MNT also spoke with Manisha Parulekar, MD, FACP, AGSF, CMD, director of the Division of Geriatrics at Hackensack University Medical Center, co-director of the Center for Memory Loss and Brain Health at Hackensack University Medical Center, and associate professor at Hackensack Meridian School of Medicine in New Jersey, about this study.
“We are all trying to understand the aging process and chronic conditions. Some of the diseases like diabetes and Alzheimer’s are also suggesting that we have to start preventive interventions early on. It is interesting to see that this study is showing findings at these two age groups, around age 40 and 60. This may help us have a better conversation with our patients regarding various lifestyle modifications early on.”

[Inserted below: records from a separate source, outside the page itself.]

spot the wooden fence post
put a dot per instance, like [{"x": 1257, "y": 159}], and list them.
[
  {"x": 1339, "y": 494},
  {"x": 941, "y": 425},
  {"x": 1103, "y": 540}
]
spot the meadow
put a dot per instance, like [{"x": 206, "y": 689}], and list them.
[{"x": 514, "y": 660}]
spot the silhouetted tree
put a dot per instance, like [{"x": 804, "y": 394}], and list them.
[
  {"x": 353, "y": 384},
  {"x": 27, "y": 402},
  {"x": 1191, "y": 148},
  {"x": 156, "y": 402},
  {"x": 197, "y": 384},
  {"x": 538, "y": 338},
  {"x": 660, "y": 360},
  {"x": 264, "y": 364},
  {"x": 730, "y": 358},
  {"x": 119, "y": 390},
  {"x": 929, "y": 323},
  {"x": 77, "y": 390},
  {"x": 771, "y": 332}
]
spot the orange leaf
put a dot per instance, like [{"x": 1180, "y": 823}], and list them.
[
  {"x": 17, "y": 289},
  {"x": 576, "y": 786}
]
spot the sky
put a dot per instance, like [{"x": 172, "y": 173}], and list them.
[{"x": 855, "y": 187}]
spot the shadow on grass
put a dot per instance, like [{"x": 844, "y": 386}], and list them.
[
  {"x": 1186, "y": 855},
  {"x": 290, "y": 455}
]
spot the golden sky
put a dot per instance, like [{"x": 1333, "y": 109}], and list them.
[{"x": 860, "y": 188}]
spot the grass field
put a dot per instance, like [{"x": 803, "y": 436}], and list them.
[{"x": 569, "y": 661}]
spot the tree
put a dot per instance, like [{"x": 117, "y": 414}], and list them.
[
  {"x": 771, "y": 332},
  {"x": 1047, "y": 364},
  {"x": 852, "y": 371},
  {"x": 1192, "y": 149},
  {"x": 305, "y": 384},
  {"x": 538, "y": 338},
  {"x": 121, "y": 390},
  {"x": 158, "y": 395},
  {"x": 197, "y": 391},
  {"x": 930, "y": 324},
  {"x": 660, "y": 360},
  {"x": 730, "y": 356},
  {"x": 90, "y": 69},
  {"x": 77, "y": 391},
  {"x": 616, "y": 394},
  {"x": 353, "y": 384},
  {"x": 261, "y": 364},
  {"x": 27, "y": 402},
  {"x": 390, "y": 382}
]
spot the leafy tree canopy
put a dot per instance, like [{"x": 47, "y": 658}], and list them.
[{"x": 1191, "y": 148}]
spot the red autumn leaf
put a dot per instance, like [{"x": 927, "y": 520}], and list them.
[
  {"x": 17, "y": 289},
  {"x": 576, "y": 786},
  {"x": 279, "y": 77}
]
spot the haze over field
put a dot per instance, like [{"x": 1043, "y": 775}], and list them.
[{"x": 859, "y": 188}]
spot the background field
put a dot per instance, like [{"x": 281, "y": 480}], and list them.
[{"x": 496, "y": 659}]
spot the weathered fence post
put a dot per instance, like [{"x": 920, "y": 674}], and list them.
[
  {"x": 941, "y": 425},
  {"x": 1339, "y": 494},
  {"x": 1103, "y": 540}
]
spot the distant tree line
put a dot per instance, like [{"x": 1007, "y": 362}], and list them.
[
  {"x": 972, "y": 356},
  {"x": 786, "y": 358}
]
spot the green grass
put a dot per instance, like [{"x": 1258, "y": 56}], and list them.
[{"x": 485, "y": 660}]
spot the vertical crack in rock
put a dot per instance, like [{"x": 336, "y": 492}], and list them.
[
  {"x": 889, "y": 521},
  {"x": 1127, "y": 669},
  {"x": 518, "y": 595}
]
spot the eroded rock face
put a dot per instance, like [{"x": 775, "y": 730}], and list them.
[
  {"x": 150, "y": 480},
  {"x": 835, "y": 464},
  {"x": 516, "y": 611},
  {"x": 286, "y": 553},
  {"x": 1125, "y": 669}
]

— Manisha Parulekar, MD, FACP, AGSF, CMD
Parulekar said an abundance of most molecules and microbes in our bodies undergo periods of rapid change throughout our life span due to a complex interplay of factors, including development and growth, environmental factors, lifestyle factors, physiological changes, genetic factors, and disease and illness.
“It’s important to note that these factors often interact and influence each other. For example, diet can impact the gut microbiome, which in turn can influence the production of hormones and immune cells. Understanding the dynamic fluctuations of molecules and microbes across our life span is crucial for maintaining health and preventing disease. We can use these data points to help our patients understand the importance of certain interventions. It is always helpful to have data to support these conversations,” she said.